In 2023, the Barry Lopez Foundation co-commissioned a new work by composer John Luther Adams, Crossing Open Ground, in partnership with the Aspen Music Festival and School. Taking its name from a 1988 collection of Barry Lopez’s essays, Crossing Open Ground was inspired by John and Barry’s decades-long friendship and their mutual connection to landscapes in Alaska and beyond. A large-scale work for winds, brass, and percussion intended to be performed on an expansive outdoor state, it is scored for forty musicians, with a variable duration of roughly 54 to 81 minutes, allowing the music to breathe with terrain, light and audience movement. The world premiere took place on a shimmering August afternoon at the Aspen Music Festival in 2023.
In this time when we humans have become a geologic force, most of us live in increasingly homogenous environments and in the amorphous nonplaces of the internet. Searching for real experiences in real places, we travel to far-flung destinations, where we make photographs of ourselves to prove that we were there. Yet it’s increasingly rare that we are fully present anywhere, and the knowledge that we truly belong to any place eludes many of us. Crossing Open Ground is a ceremony of rediscovery and re-consecration of place— an invitation to listen to the older, deeper resonances beneath our feet, wherever we may be. Each musician and each listener is free to follow their own individual path through the physical and musical landscape of the work. Out of the experience of walking and listening together, a renewed sense of community and place emerges. The title, Crossing Open Ground, is borrowed from a book by my dear friend, the late Barry Lopez, to whom the work is dedicated. —John Luther Adams
Since its debut at the Aspen Music Festival, Crossing Open Ground has been performed at Lincoln Center, NYC in April 2024; Snow Canyon State Park, St. George, Utah in October 2025; Fort Greene Park, Brooklyn in May 2026; and, upcoming in the fall of 2026, at the Boston University Tanglewood Institute Campus, Lenox, MA.
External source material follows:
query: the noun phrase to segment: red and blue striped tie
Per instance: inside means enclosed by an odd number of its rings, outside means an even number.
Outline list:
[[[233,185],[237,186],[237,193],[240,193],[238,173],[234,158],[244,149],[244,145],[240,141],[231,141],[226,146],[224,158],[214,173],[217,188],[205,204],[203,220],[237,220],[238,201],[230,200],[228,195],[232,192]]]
Read John Luther Adams on his friendship with Barry Lopez: Orion, The Liminal Line: Remembering Barry Lopez, 2024

John Luther Adams, Aspen, CO, August 6, 2023 © Diego Redel
For almost forty years, John Luther Adams made his home in the boreal forest of interior Alaska, where he discovered a unique musical world grounded in space, stillness, and elemental forces.
In the 1970s and 1980s, Adams worked full-time as an environmental activist. But the time came when he felt compelled to dedicate himself entirely to music. He made this choice with the belief that, ultimately, music can do more than politics to change the world. Since that time, he has become one of the most widely admired and influential composers in the world, receiving the Pulitzer Prize, a Grammy Award, and many other honors. In works such as Become Ocean, Become Desert, An Atlas of Deep Time, and Canticles of the Holy Wind, Adams brings the sense of wonder that we feel outdoors into the concert hall. His outdoor works such as Inuksuit, Sila: The Breath of the World, and Crossing Open Ground invite us to remember and reclaim our connections with place, wherever we may be.
Now in his 70s, Adams’s deep concern for the state of the earth and the future of humanity drives him to continue composing. As he puts it: “If we can imagine a culture and a society in which we each feel more deeply responsible for our own place in the world, then we just may be able to bring that culture and that society into being.” Since leaving Alaska, Adams and his wife Cynthia have lived in the Sonoran Desert of Mexico, the Atacama Desert of Chile, and the Chihuahuan Desert of New Mexico. They now make their home in the Red Centre of Australia.